I’ve been curious about The Hunger by Alma Katsu for ages now but horror isn’t always my go to genre so I was holding off on it. And yet, when I saw her most recent novel revolved around the Titanic and supernatural connections between the Titanic and its sistership, the Britannica, I couldn’t resist.
The novel begins with Annie Hebbley, a Titanic survivor and former crew member, who has spent the last four years in an asylum, recovering from her experiences of that night. However, the doctor thinks she is recovered, and with World War I raging, he encourages her to answer her old friend’s summon with a lead on a job – after all, he expects there are many others that have a more genuine need of the bed.
And thus, after four years in seclusion, Annie rejoins the world, and finds herself on another ship, nearly identical to the one that sunk, except it has been converted into a hospital. Annie soon discovers that one of her new patients, Mark, is also a former passenger from the Titanic, a man she had some odd connection with during the short, doomed voyage, and she reads this as a sign.
The novel flashes back and forth between 1912 and 1916, with the majority of the time being spent in 1912. While Annie Hebbley is the main perspective, there are multiple character view points from different passengers, including a mix of fictional character and real life figures, such as Madeleine Astor. The biggest problem for me was that as I got further into the novel, I realized I didn’t particularly like any of the characters. Even Annie is much more complicated than I originally expected, and it didn’t take long for me to wonder if the characters who found her odd perhaps had a point.
On the one hand, the unreliable narrator piece and questions of what was truly going on were very well plotted and tied together; unfortunately, the novel played it all out a bit too slowly, so rather than being intrigued, it left me slightly less interested. It was only in the last 20% of the book, when the hinted at answers are finally revealed, that I was truly invested again. So overall, I thought the premise was intriguing, but I was definitely expecting more of a straight forward supernatural story vs. one about sanity and madness. I mean, the fact that one of the first lines in the novel is, “but there is something in her that is hospitable to madness” should have been a sign to me, but I wasn’t paying attention to the obvious clues.

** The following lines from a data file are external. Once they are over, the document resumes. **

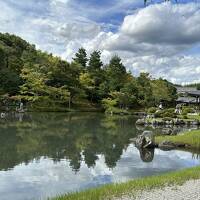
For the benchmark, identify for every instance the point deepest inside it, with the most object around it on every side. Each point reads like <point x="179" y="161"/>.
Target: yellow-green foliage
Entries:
<point x="116" y="190"/>
<point x="191" y="138"/>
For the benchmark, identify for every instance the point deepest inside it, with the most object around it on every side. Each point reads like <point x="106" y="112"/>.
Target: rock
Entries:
<point x="141" y="122"/>
<point x="167" y="146"/>
<point x="145" y="140"/>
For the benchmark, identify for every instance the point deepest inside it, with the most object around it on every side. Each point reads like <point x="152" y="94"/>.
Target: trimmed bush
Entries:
<point x="151" y="110"/>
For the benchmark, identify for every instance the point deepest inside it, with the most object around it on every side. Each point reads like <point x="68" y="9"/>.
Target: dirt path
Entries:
<point x="188" y="191"/>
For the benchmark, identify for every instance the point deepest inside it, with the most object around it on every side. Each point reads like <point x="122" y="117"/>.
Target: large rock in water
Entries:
<point x="167" y="146"/>
<point x="145" y="140"/>
<point x="141" y="122"/>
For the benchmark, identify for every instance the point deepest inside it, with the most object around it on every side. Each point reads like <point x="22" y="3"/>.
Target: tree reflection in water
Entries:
<point x="146" y="154"/>
<point x="74" y="137"/>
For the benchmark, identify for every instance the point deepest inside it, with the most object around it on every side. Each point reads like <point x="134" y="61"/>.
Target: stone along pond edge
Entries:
<point x="133" y="187"/>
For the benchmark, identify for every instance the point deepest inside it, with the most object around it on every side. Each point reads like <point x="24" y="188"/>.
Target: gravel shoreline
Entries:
<point x="188" y="191"/>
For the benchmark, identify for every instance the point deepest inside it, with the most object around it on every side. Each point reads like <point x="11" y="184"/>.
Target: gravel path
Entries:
<point x="188" y="191"/>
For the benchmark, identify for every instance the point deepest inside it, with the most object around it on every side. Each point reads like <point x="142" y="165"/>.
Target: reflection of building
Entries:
<point x="188" y="95"/>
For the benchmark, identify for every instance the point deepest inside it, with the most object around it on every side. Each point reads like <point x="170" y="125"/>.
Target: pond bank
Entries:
<point x="135" y="187"/>
<point x="188" y="191"/>
<point x="190" y="139"/>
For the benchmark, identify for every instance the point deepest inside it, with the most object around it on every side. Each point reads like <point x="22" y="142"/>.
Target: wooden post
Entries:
<point x="69" y="101"/>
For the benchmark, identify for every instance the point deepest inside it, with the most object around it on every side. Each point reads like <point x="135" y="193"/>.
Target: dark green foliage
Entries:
<point x="116" y="74"/>
<point x="169" y="113"/>
<point x="152" y="110"/>
<point x="39" y="77"/>
<point x="81" y="57"/>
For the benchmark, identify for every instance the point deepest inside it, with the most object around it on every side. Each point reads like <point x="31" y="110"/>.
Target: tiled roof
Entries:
<point x="187" y="100"/>
<point x="188" y="90"/>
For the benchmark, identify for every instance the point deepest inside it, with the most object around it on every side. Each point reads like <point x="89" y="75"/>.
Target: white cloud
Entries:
<point x="153" y="39"/>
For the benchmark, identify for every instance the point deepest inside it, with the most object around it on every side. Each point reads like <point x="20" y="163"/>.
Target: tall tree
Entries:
<point x="116" y="72"/>
<point x="81" y="57"/>
<point x="95" y="63"/>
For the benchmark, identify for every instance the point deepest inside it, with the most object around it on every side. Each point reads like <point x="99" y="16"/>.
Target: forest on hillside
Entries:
<point x="42" y="80"/>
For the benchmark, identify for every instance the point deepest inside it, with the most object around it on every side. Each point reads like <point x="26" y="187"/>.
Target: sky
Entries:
<point x="162" y="39"/>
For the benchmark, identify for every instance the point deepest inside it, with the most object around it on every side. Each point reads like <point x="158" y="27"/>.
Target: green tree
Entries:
<point x="81" y="57"/>
<point x="95" y="62"/>
<point x="116" y="73"/>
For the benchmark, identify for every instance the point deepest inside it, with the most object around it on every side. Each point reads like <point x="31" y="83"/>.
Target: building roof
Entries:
<point x="187" y="100"/>
<point x="192" y="91"/>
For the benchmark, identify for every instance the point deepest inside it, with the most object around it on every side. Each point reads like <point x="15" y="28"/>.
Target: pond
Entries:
<point x="46" y="154"/>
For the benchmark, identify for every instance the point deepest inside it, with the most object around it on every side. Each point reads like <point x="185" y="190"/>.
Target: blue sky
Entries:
<point x="162" y="38"/>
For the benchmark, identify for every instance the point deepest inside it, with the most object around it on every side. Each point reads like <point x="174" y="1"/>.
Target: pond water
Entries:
<point x="43" y="155"/>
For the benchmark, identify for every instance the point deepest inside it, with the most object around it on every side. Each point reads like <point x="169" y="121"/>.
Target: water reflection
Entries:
<point x="146" y="154"/>
<point x="42" y="155"/>
<point x="24" y="137"/>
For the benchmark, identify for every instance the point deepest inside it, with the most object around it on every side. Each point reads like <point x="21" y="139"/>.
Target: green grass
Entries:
<point x="191" y="138"/>
<point x="194" y="117"/>
<point x="110" y="191"/>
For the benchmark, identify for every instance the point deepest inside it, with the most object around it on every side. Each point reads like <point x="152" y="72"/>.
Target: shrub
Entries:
<point x="166" y="113"/>
<point x="151" y="110"/>
<point x="187" y="110"/>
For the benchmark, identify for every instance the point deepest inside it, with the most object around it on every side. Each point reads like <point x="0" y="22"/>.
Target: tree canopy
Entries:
<point x="35" y="76"/>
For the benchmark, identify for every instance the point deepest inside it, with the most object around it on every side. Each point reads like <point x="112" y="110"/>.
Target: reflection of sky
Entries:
<point x="45" y="178"/>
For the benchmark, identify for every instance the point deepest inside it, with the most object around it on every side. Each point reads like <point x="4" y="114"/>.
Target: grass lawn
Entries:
<point x="110" y="191"/>
<point x="191" y="138"/>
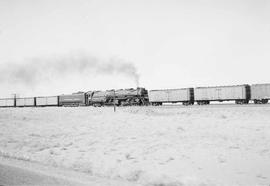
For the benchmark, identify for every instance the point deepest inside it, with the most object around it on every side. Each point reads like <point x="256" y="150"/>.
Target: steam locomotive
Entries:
<point x="241" y="94"/>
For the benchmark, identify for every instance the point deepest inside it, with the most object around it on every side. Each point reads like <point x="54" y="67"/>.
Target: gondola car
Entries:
<point x="47" y="101"/>
<point x="75" y="99"/>
<point x="260" y="93"/>
<point x="238" y="93"/>
<point x="184" y="95"/>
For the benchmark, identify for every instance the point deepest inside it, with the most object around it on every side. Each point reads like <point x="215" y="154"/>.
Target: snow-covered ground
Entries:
<point x="168" y="145"/>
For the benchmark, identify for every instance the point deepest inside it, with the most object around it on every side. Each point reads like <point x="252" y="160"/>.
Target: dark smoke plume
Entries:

Overall, this one wasn’t quite for me as it was more of a slow burn than I expected and I unfortunately hit a point where I thought every character was a horrible person and didn’t care about their fate. I mean, Annie is obsessed with Mark but everything about him screams asshole – I didn’t understand how he was the person set up as the love interest for any of the women in the novel. I am definitely still planning to read The Hunger at some point in the future, though, because I did like how everything came together, it just took a bit too long to get there.